Efforts to coordinate and enhance cybersecurity across the European Union (“EU”) have taken a step forward with the publication on 19 July 2016 of the new Network and Information Security Directive (2016/1148/EU) (the “Directive”) in the Official Journal of the European Union. Member States will have until 9 May 2018 to transpose the Directive into their national laws.

The key objectives of the Directive are: (1) to introduce a set of minimum cybersecurity standards for network and information systems maintained by operators of essential services and digital service providers; (2) to ensure each Member State has in place strategies and resources relating to cybersecurity; and (3) to enhance cooperation amongst EU Member States for the prevention, detection and response to cyber-attacks. The Directive will have a direct impact on organisations that fall within the categories of “operators of essential services” and “digital service providers” both of which are given a particular meaning by the Directive.

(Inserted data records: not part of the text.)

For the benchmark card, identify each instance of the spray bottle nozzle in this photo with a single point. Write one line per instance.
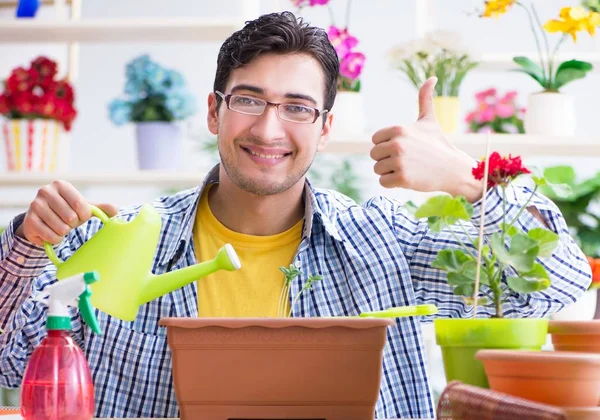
(65, 291)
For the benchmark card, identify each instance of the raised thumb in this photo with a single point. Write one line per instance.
(426, 99)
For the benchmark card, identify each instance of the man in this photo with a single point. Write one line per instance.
(275, 82)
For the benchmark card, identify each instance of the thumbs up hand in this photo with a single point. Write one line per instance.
(419, 157)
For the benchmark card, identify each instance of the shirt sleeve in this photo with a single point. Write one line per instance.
(25, 271)
(568, 269)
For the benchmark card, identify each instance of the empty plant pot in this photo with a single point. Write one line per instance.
(580, 336)
(306, 368)
(461, 339)
(564, 379)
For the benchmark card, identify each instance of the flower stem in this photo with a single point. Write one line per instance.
(298, 297)
(539, 22)
(503, 213)
(537, 43)
(458, 239)
(523, 207)
(553, 59)
(495, 285)
(465, 232)
(348, 7)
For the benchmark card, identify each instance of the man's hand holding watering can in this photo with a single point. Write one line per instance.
(57, 208)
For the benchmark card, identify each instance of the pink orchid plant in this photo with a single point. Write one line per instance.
(496, 114)
(351, 61)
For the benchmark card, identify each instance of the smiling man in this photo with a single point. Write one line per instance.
(270, 109)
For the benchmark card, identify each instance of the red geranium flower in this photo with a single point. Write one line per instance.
(34, 93)
(4, 104)
(501, 170)
(45, 70)
(20, 80)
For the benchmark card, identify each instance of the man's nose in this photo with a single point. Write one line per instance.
(268, 126)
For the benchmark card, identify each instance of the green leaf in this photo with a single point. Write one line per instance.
(452, 260)
(446, 207)
(458, 279)
(410, 207)
(521, 254)
(561, 174)
(484, 301)
(546, 239)
(569, 71)
(557, 190)
(436, 224)
(531, 69)
(522, 285)
(512, 231)
(464, 290)
(538, 272)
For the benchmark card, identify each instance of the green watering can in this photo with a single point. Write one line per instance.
(122, 253)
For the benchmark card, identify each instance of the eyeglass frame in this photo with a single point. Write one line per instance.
(227, 97)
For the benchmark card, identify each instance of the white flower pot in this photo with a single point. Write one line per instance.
(550, 113)
(38, 145)
(349, 122)
(582, 310)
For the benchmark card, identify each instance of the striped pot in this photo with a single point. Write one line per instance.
(32, 145)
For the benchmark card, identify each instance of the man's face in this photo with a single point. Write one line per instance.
(262, 154)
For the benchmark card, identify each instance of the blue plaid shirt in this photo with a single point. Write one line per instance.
(372, 257)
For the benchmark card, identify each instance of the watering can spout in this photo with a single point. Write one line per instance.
(157, 286)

Operators of Essential Services and Digital Service Providers

The Directive applies to operators of essential services and digital service providers. An operator of an essential service is considered to be an entity that provides a service that is essential for the maintenance of critical societal and/or economic activities, the provision of which relies on network and information systems, and in respect of which a cyber incident would have a significant disruptive effect on the provision of the service. Digital service providers are defined as organisations providing online marketplaces, online search engines and/or cloud computing services.

Security and Notification Obligations

Since the impact of disruption to operators of essential services are potentially more serious for the social and/or economic activities of the EU, the Directive draws a distinction between operators of essential services and digital service providers, imposing less strict obligations on the latter. The Directive permits Member States to adopt measures to achieve higher security standards for operators of essential services but not digital service providers (subject to each Member State’s right to safeguard their essential state functions, for example national security).

Implementation and Enforcement

The Directive also takes a differentiated approach to enforcement against operators of essential services and digital service providers. As one of the recitals explains, digital service providers should be subject to a light-touch, “reactive” supervisory approach. Therefore competent authorities will take action, if necessary, if they receive evidence that a digital service provider has not met the requirements. In contrast, competent authorities will have the power to initiate assessments of the security measures applied by operators of essential services. They can request information and evidence of effective implementation of security measures, including the results of security audits. Binding instructions may be issued to remedy any deficiencies identified. It will be up to Member States to set appropriate penalties for any failure by either operators of essential services or digital service providers to comply with the national rules implementing the Directive.